Bill Keating

No. 61, 72
- Position:: Defensive tackle, Guard

Personal information
- Born:: November 22, 1944 Chicago, Illinois
- Died:: January 1, 2015 (aged 70) Denver, Colorado
- Height:: 6 ft 2 in (1.88 m)
- Weight:: 242 lb (110 kg)

Career information
- High school:: St. Patrick High School
- College:: Michigan

Career history
- Denver Broncos (1966–1967); Miami Dolphins (1967);
- Stats at Pro Football Reference

= Bill Keating (American football) =

American football player (1944–2015)

William Lawrence Keating (November 22, 1944 – January 1, 2015) was an American professional football player in the American Football League (AFL).

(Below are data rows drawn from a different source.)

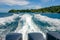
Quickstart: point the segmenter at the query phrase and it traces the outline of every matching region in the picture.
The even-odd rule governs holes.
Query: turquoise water
[[[28,23],[26,26],[29,28],[37,26],[43,32],[60,32],[60,14],[58,13],[0,13],[0,36],[16,31],[18,27],[24,27],[26,21]],[[34,22],[33,25],[31,22]],[[19,32],[20,29],[17,31]]]

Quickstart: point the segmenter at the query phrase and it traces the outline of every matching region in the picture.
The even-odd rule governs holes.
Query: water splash
[[[41,14],[35,14],[34,18],[50,25],[45,26],[45,29],[48,29],[49,31],[60,31],[60,19],[49,18],[47,16],[42,16]]]

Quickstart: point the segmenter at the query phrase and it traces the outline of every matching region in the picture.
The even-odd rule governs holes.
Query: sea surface
[[[60,32],[60,13],[0,13],[0,36],[2,37],[11,32],[38,31],[35,26],[42,34],[48,31]]]

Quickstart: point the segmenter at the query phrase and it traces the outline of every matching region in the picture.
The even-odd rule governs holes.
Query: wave
[[[45,26],[47,31],[60,31],[60,19],[54,19],[47,16],[42,16],[41,14],[35,14],[34,18],[50,26]],[[43,28],[44,29],[44,28]]]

He played college football for the University of Michigan and professionally for the Denver Broncos and Miami Dolphins during the 1960s. After his playing career, he became a trial lawyer.

==University of Michigan==
Keating played college football as a guard for the University of Michigan from 1963 to 1965. He helped lead the 1964 Michigan Wolverines football team to the Big Ten Championship and a victory in the 1965 Rose Bowl.

==Professional football==
Keating played two seasons of professional football as a defensive tackle and guard for the Denver Broncos (1966–1967) and Miami Dolphins (1967), appearing in 22 AFL or NFL games. He signed with the Broncos as a free agent in June 1966. He was signed by the Dolphins after he was put on waivers by the Broncos in October 1967. The Dolphins placed him on waivers at the end of November 1967.

Keating's older brother Tom Keating also played college football for the University of Michigan and several years of professional football.

==Legal career==
After retiring from football, Keating attended the University of Denver College of Law, receiving his J.D. degree in 1971. He was a founding partner of the Colorado law firm of Fogel, Keating, Wagner, Polidori, Shaffner (known in 2025 as Keating Wagner Polidori Free). He was a trial lawyer specializing in plaintiffs' personal injury and wrongful death litigation. He was a fellow in the International Academy of Trial Lawyers and the American Academy of Trial Lawyers. He was president of the Colorado Trial Lawyers Association from 1991 to 1992. He was so respected by the Colorado Bar that the University of Denver College of Law selects an annual winner of the William L. Keating Outstanding Alumni Award at its DU Law Stars dinner.